Dictionnaire

Pourquoi on dit crématiser, et pourquoi c’est correct

Le verbe le plus couramment utilisé en français pour désigner la sublimation d’un corps humain par le feu est incinérer. Et pourtant, c’est incorrect. Le verbe utilisé par les pompes funèbres, crématiser, est en réalité le seul acceptable pour un corps humain. Et depuis un petit moment.

Un sujet brûlant

Pendant des années, votre serviteur s’est régulièrement agacé devant le journal de 20 H, lorsque le présentateur ou la présentatrice expliquait que telle célébrité était morte et qu’elle serait incinérée. J’ai même envoyé, plusieurs fois, des lettres à la rédaction. Heureusement, la situation a changé depuis : je ne regarde plus le JT.

Parce que, si la majorité des gens utilisent « incinérer » pour parler de la destruction d’un corps humain par le feu, le terme correct est celui qui est utilisé par les pompes funèbres, à savoir crématiser.

Crématiser est un verbe transitif du premier groupe. Il désigne l’action de brûler un corps humain. Il vient du latin cremo, qui signifie « brûler, réduire en cendres », mais aussi, plus spécifiquement, « faire un bûcher funéraire ».

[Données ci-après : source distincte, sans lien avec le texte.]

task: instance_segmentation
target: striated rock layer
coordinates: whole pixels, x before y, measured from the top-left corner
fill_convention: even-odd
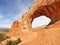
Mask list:
[[[32,28],[34,18],[45,15],[52,21],[45,28]],[[21,20],[14,21],[9,37],[21,38],[18,45],[60,45],[60,0],[34,0]]]

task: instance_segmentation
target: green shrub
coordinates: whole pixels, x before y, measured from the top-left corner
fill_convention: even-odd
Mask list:
[[[20,38],[15,41],[9,40],[5,45],[17,45],[21,42]]]

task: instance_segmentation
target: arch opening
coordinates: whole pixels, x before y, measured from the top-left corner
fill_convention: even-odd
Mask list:
[[[51,22],[50,18],[42,15],[33,19],[32,28],[47,26],[50,22]]]

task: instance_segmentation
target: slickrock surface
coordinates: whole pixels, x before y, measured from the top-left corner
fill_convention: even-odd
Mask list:
[[[51,18],[51,25],[33,29],[33,19],[43,14]],[[60,45],[60,0],[34,0],[22,19],[13,22],[7,36],[21,38],[18,45]]]

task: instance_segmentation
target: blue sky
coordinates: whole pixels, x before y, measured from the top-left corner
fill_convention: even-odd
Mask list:
[[[22,14],[31,7],[34,0],[0,0],[0,27],[10,28],[14,20],[20,20]],[[45,16],[36,18],[32,27],[50,22]]]
[[[0,0],[0,27],[11,27],[14,20],[21,19],[33,0]]]

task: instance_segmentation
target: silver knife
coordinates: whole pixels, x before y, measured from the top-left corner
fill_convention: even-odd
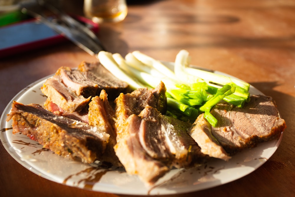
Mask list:
[[[39,2],[36,2],[23,4],[22,7],[22,12],[38,19],[91,55],[95,56],[101,51],[106,51],[98,38],[91,30],[52,6],[43,5]],[[57,14],[57,17],[45,16],[44,12],[48,11],[54,12],[55,15]]]

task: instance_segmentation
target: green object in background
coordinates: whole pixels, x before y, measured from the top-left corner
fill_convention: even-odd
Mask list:
[[[22,13],[20,10],[2,13],[0,14],[0,27],[30,18],[30,17]]]

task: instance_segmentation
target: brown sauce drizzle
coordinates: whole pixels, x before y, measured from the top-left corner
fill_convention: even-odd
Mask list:
[[[38,154],[40,154],[41,152],[43,152],[44,151],[49,151],[50,150],[49,149],[46,149],[45,148],[42,148],[41,149],[38,149],[36,150],[36,151],[32,153],[32,154],[34,155],[38,153]]]
[[[86,168],[85,170],[75,174],[70,175],[66,178],[63,183],[65,184],[68,180],[71,178],[72,177],[75,176],[79,176],[82,174],[86,173],[88,176],[86,176],[85,178],[80,180],[78,182],[78,184],[79,184],[83,181],[85,181],[85,185],[84,185],[84,188],[87,189],[92,189],[94,184],[96,183],[99,181],[101,177],[109,171],[109,170],[106,169],[103,169],[101,170],[101,170],[101,169],[100,169],[95,167],[91,167]],[[97,171],[97,172],[93,173],[94,172],[95,172],[96,170]],[[92,173],[92,174],[91,175],[91,173]]]
[[[25,145],[26,146],[32,146],[32,147],[34,147],[35,148],[37,148],[37,147],[35,146],[36,144],[31,144],[30,142],[26,142],[22,140],[13,140],[12,141],[13,143],[15,143],[15,144],[22,144],[23,145]]]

Le participe passé de cremo est crematus, qui a donné par dérive linguistique crematio, toujours en latin. Dans la langue française, cela a donné le verbe crêmer, et l’action de crêmer est la crémation. On y vient.

On entend souvent que la crémation est une invention linguistique récente (lorsque la crémation a été légalisée à la fin du 19ème siècle puis a commencé à se démocratiser dans les années 1970, effets sur les plus jeunes générations du concile Vatican II) que les pompes funèbres tenteraient d’imposer dans le langage. C’est faux : la première occurrence de la crémation en tant que mode de sépulture spécifique à l’humain date des environs du 11ème siècle.

Et si vous vous posez la question, oui, crémation et cramer ont la même racine. Le latin cremarer a donné le terme cremar en langue occitane, qui, par déformation dans le reste de la France, a ensuite conduit à la forme « cramer ».

D’accord, le terme crémation est donc bon, étymologiquement. Mais pourquoi devrait-il être le seul employé, alors qu’incinérer désigne peu ou prou la même opération ? Pour des questions d’usage.

Parce que le terme crémation est devenu, depuis son apparition, la désignation quasi-exclusivement réservée à la sublimation d’un corps humain par le feu à des fins funéraires. On peut parler de crémation pour autre chose (« j’ai procédé à la crémation de mon premier essai de roman, parce que, franchement, c’était nul ») mais avec un usage emphatique et peu répandu, confinant au procédé littéraire.

Incinérer, au contraire, est répandu, et s’applique autant à un corps humain qu’à vos poubelles.

Donc, nous avons d’un côté le terme crémation, qui désigne spécifiquement l’opération funéraire et qui est choisi par les professionnels, et de l’autre le terme incinération, qui désigne à peu près tout et n’importe quoi est qui est appliqué tous les jours par la déchetterie proche de chez vous à vos ordures ménagères. Reste à choisir celui que vous préférerez pour les êtres qui vous sont chers.

Par respect, c’est le terme crémation qui doit s’appliquer. Si vous utilisez le terme incinération, d’un point de vue linguistique, c’est correct, mais d’un point de vue social, cela fera de vous une personne très mal élevée.